Jaguar Land Rover (JLR), a subsidiary of Tata Motors, reported a robust performance for the third quarter of FY25, with revenue reaching £7.5 billion, marking a 1.5% year-on-year increase. The company also recorded its highest EBIT margin in a decade and continued its streak of nine consecutive profitable quarters.

JLR’s EBITDA margin for Q3 stood at 14.2%, reflecting a decline of 200 basis points year-on-year, while EBIT improved to 9.0%, up by 20 basis points. The company posted a profit before tax (PBT) of £523 million, lower than the £627 million recorded in the same quarter of the previous year. For the year-to-date (YTD) FY25 period, revenue remained stable at £21.2 billion, with PBT increasing by 7% YoY to £1.6 billion.

The company attributed its improved profitability to higher volumes, a better product mix, and lower depreciation and amortisation expenses, driven by the cessation of production at the Castle Bromwich plant and the end-of-life extension of internal combustion engine (ICE) models. However, these gains were partially offset by an increase in vehicle market expenses, warranty costs, and unfavourable foreign exchange revaluation.

JLR’s cash balance at the end of the quarter stood at £3.5 billion, with net debt reduced to £1.1 billion, while total liquidity, including its revolving credit facility, was £5.1 billion.

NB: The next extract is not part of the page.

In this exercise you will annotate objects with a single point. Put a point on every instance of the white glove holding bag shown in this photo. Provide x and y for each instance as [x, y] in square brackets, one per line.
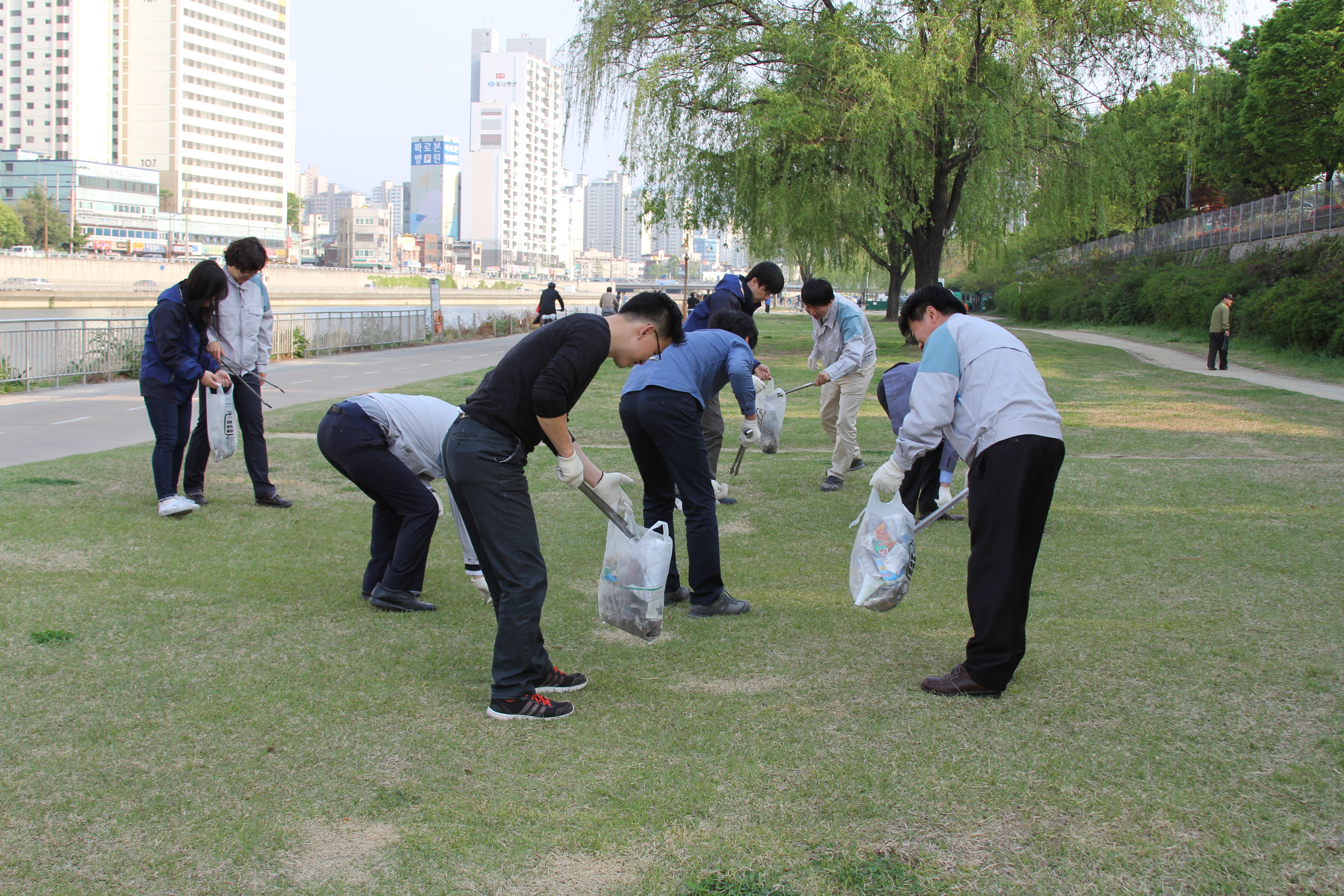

Future plans and electrification drive

JLR is progressing with its electrification plans, as indicated by a growing waitlist for the Range Rover Electric, now at 57,000 customers. Sales of Range Rover plug-in hybrid electric vehicles (PHEVs) grew by 163% year-on-year in Q3, reflecting rising consumer demand for electrified models. The company also made advancements in sustainability by delivering an industry-first recycled seat foam concept, which will be incorporated into future vehicles.

JLR’s investments in new paint facilities in Castle Bromwich, UK, and Nitra, Slovakia, aim to support growing demand for vehicle personalisation while reducing emissions. The company is also collaborating with Tata Communications to implement the MOVE™ platform, which will enhance vehicle connectivity, particularly in remote locations from 2026.

CEO’s statement and outlook

Adrian Mardell, CEO of Jaguar Land Rover, highlighted the company’s strong quarterly performance, stating, “JLR has delivered a robust performance in the third quarter of our financial year, and further milestones in our Reimagine strategy. Thanks to our people and partners, we achieved record revenue and our best EBIT margin in a decade. Our electrification plans are progressing, and later this year, we will launch the Range Rover Electric.”

Looking ahead, JLR remains optimistic about achieving its profitability and cash flow targets for FY25, with an expected EBIT margin of at least 8.5% and continued positive net cash generation.